Chapter 78 – SONOFABITCH!

THUD

“So then he tries that bullshit headbutt sneeze things. Ha Ha Ha!”

THUD

“But it works! Caves my chest in like it was made of paper! Hahaha!”

THUD

“Hahahaha! It took the mage on staff forty-five minutes just to put me right. Ha! But it still fucking hurts!”

THUD

“Shags, could you please stop banging your head on the table? It’s getting annoying.” Vlad’s voice echoed in Shaggy’s ears.

Shaggy glared up at his pale friend as he felt the bruise on his forehead healing. Ralph was on his eighth beer and had retold the story of Shaggy head-butting him four times. He couldn’t believe it. These bastards really wanted to just talk about getting all of them signed on with the Union. They were all just sitting around, shooting the shit and drinking beers. Shaggy had to do something with all that useless adrenaline. So, he was banging his head on the table.

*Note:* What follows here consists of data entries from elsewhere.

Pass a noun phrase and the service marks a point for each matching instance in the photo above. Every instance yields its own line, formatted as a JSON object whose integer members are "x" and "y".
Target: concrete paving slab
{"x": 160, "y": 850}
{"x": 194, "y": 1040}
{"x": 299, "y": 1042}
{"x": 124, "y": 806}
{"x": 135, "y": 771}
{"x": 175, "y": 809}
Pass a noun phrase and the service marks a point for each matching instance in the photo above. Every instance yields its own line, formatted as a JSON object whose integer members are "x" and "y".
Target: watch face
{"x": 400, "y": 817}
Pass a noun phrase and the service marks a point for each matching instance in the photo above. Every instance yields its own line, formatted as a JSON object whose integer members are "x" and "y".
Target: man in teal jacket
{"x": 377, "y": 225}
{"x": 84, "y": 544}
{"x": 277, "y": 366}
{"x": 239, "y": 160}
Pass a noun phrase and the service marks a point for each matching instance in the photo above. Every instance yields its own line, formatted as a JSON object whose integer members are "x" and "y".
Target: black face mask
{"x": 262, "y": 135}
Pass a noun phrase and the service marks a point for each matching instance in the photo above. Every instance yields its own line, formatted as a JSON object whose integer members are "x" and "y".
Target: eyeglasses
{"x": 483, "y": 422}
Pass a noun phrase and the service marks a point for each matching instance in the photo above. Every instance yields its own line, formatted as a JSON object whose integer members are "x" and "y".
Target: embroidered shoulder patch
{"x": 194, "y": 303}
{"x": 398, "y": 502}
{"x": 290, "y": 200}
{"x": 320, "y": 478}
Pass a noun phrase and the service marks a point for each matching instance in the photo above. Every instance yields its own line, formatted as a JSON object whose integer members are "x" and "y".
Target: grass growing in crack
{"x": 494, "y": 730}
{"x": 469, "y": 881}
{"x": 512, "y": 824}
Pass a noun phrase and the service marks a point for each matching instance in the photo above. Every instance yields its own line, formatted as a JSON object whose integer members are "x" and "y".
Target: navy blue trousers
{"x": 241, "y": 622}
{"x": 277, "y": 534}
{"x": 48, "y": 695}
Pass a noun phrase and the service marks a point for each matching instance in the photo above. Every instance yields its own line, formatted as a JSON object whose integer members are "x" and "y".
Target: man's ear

Dave was laughing it up at the bar, along with several other workers. Both from the warehouse and the office. Ren and Vlad were seated with him, Ralph, and a few others. Slink had… slunk off into a corner and was reading Dave’s stolen tablet. No one was bothering the kid, though. Moe was out and on the kid’s shoulders and no one seemed willing to approach a giant orange alien snake. Which Shaggy figured was for the best.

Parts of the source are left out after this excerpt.